E and S have grown more this year than I think they will in their lifetime. They have suffered loss and pain but learned to embrace the happiness and joy in life just the same. They have learned to not take things for granted. I only hope they can take these lessons to serve as a foundation for the rest of their lives. I hope they continue to search for joy and happiness in everything they do.

We also adopted our dog, Babka, this year. I remember hearing the popular question about rescuing pets: “Did you rescue the dog or did the dog rescue you?” There is no doubt that Babka – who is lying curled up and snuggled next to me as I write – has been a light in our lives. She joined our family when S was really struggling. The minute we carried the puppy off of that awful truck, she became ours. The joy that she has brought into our home has been healing and restorative. We can only speculate what her life was like before she entered ours but we hope she knows that our home will always be a safe and loving place. The truth is that, no matter what she endured before, Babka definitely rescued us.

2020 has also allowed Aaron and me to reevaluate our relationship. I don’t know where I would be without him this year. The emotional pain of watching Alzheimer’s slowly take my father away from me has been heart wrenching. Aaron has been my rock. He has been my source of laughter (even though E and I both think his jokes are too corny). I’d be lying if I said that we didn’t fight constantly during this year and that the real miracle of 2020 is that we didn’t kill each other. But we have definitely come out stronger because of it. He never hesitates. He never says no. He is always there for me, no matter what I need. He stepped up in ways that I never could have imagined, taking on tasks that I’m sure, if you asked him, he would say he never expected to do. But nevertheless, the does them without any questions asked.

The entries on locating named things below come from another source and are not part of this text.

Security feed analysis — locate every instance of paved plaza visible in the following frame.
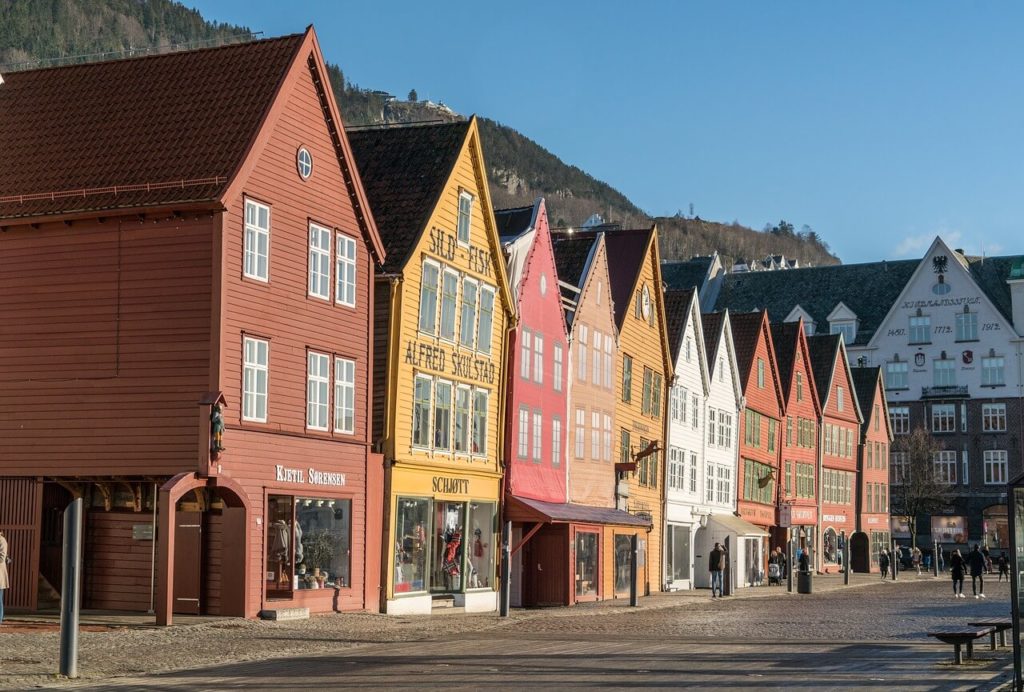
[0,574,1011,691]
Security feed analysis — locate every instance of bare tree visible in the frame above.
[890,427,952,547]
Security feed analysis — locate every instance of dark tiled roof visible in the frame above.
[662,256,715,290]
[729,310,764,380]
[700,312,725,369]
[771,322,800,394]
[807,334,841,408]
[665,289,696,362]
[495,205,534,245]
[0,35,304,218]
[850,367,882,430]
[347,120,470,272]
[716,260,920,345]
[575,227,660,329]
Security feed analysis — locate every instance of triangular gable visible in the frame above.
[221,25,385,265]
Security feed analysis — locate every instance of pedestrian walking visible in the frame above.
[0,529,10,624]
[949,548,967,598]
[708,543,725,599]
[967,544,985,598]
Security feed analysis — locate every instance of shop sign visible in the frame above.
[404,339,495,385]
[273,464,345,486]
[433,476,469,495]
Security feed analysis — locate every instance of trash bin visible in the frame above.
[797,570,811,594]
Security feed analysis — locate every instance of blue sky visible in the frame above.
[185,0,1024,263]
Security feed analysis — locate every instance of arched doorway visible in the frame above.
[850,531,871,573]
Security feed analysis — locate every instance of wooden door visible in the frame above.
[174,511,203,615]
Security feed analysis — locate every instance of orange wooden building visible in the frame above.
[0,28,383,623]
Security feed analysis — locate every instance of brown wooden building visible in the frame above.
[0,28,383,623]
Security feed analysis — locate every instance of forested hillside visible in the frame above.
[0,0,839,264]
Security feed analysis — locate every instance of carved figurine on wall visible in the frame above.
[210,403,227,459]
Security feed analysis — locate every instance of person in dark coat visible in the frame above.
[967,544,985,598]
[949,548,967,598]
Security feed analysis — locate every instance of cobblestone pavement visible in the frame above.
[0,575,1010,690]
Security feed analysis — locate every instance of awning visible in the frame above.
[506,496,650,528]
[708,514,768,535]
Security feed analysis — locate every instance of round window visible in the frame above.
[295,146,313,180]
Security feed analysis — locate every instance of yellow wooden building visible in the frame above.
[348,118,515,613]
[577,226,673,597]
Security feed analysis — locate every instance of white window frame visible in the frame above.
[308,221,333,301]
[334,357,355,435]
[242,337,270,423]
[334,233,358,307]
[242,200,271,284]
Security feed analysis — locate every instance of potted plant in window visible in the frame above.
[302,529,335,589]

My mom is my true miracle of 2020. She watches her husband, my father, slip away more each day, probably even more rapidly because of the quarantine. But she keeps getting up. Day after day, she gets up. She cares for him often more than for herself. She puts on a brave face, smiles and pretends things are okay. She laughs and plays with my kids, even though I know she is breaking apart inside. Alzheimer’s sucks. 2020, you can have Alzeimer’s. Take it and good riddance. But, if I ever doubted my mother’s strength and determination before (even though I didn’t), 2020 confirmed that my mom is one kick-ass woman. She is the miracle. She is my Judah Maccabee. She is the heroic soldier who stands mighty and tall and never backs down, no matter how much the odds are stacked against her.

As we all watch the last of our candles melt in our menorahs, please find your own miracle of 2020. Let us not dwell on the sadness and pain. Let us not forget what we have lost, but let us also look towards the future and what we have learned from this year. Let us be bigger, bolder, stronger and mightier in 2021.